12. The Court notes that unlike the applicant in Shahzad, the present applicant had in fact been put on the waiting list and, after a few months of waiting in Serbia and a few failed attempts to enter Hungary irregularly, he was admitted to the transit zone where he was able to apply for asylum. However, on 3 September 2016, when the applicant entered Hungary irregularly and was removed, he had no information as to whether or when he would be able to gain access to the asylum procedure. The Court thus considers that the mere fact that he later managed to enter the transit zone could not make his removal from Hungary on 3 September 2016 compliant with the Convention. Having regard to the information in its possession and noting that the Government did not put forward any argument demonstrating that at the time of the applicant’s removal the procedure for legal entry had been effective, the Court cannot but concluded that the applicant’s removal was of a collective nature.

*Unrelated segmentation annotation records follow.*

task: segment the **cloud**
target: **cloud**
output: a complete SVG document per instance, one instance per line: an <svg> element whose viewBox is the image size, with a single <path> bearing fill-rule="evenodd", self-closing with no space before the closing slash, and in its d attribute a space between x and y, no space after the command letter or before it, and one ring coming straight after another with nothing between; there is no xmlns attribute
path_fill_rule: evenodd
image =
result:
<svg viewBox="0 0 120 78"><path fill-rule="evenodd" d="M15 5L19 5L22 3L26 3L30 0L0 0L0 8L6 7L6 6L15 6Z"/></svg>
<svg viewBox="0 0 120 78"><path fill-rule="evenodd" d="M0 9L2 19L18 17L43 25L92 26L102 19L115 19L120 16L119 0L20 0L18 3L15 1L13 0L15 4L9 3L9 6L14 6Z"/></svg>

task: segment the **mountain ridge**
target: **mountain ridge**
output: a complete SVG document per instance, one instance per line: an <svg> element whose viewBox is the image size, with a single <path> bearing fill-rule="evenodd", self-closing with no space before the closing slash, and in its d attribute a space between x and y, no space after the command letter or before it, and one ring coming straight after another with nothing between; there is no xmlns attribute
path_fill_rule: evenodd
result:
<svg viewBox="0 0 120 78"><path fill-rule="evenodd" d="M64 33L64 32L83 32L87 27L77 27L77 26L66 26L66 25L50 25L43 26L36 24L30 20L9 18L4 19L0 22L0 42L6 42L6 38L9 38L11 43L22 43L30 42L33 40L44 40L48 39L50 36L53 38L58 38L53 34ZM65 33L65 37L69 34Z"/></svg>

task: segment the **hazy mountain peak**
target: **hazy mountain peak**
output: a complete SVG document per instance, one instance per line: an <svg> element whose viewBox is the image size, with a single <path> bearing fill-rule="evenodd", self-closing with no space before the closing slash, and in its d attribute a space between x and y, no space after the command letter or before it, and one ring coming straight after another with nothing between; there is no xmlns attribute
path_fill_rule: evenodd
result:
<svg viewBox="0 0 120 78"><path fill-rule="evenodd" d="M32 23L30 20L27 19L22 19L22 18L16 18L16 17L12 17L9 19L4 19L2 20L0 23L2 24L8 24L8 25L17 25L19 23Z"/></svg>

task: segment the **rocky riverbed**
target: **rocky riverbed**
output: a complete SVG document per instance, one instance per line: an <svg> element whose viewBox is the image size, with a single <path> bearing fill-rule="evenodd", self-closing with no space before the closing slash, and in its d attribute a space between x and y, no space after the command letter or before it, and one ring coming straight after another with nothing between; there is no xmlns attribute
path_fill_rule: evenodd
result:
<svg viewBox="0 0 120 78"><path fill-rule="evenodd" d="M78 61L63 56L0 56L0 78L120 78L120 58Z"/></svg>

13. There has accordingly been a violation of Article 4 of Protocol No. 4 to the Convention.

II. ALLEGED VIOLATION OF ARTICLE 13 OF THE CONVENTION in conjuNction with Article 4 of Protocol No. 4 to the convention

14. The applicant’s complaint under Article 13 of the Convention read in conjunction with Article 4 of Protocol No. 4 is not manifestly ill-founded within the meaning of Article 35 § 3 (a) of the Convention, nor inadmissible on any other grounds (see Shahzad, cited above, §§ 70-74). Accordingly, it must be declared admissible. Having examined all the material before it and taking into account its findings in Shahzad (cited above, §§ 75-79), the Court concludes that this complaint discloses a violation of Article 13 of the Convention taken in conjunction with Article 4 of Protocol No. 4.

APPLICATION OF ARTICLE 41 OF THE CONVENTION

15. The applicant claimed 5,000 euros (EUR) in respect of non-pecuniary damage and 9,340 euros (EUR) in respect of costs and expenses incurred before the Court.

16. The Government argued that the claims were excessive.

17. Having regard to the circumstances of the present case, and making its assessment on an equitable basis, the Court awards the applicant EUR 5,000 in respect of non-pecuniary damage, plus any tax that may be chargeable.

18. Having regard to the documents in its possession, the Court considers it reasonable to award the applicant EUR 1,500 for the proceedings before the Court, plus any tax that may be chargeable to the applicant.

19. The Court further considers it appropriate that the default interest rate should be based on the marginal lending rate of the European Central Bank, to which should be added three percentage points.

FOR THESE REASONS, THE COURT, UNANIMOUSLY,

1. Declares the application admissible;

2. Holds that there has been a violation of Article 4 of Protocol No. 4 to the Convention;

3. Holds that there has been a violation of Article 13 of the Convention taken in conjunction with Article 4 of Protocol No. 4 to the Convention;

4. Holds

(a) that the respondent State is to pay the applicant, within three months, the following amounts, to be converted into the currency of the respondent State at the rate applicable at the date of settlement:

(i) EUR 5,000 (five thousand euros), plus any tax that may be chargeable, in respect of non-pecuniary damage;

(ii) EUR 1,500 (one thousand five hundred euros), plus any tax that may be chargeable to the applicant, in respect of costs and expenses;

(b) that from the expiry of the above-mentioned three months until settlement simple interest shall be payable on the above amounts at a rate equal to the marginal lending rate of the European Central Bank during the default period plus three percentage points;

5. Dismisses the remainder of the applicant’s claim for just satisfaction.

Done in English, and notified in writing on 22 September 2022, pursuant to Rule 77 §§ 2 and 3 of the Rules of Court.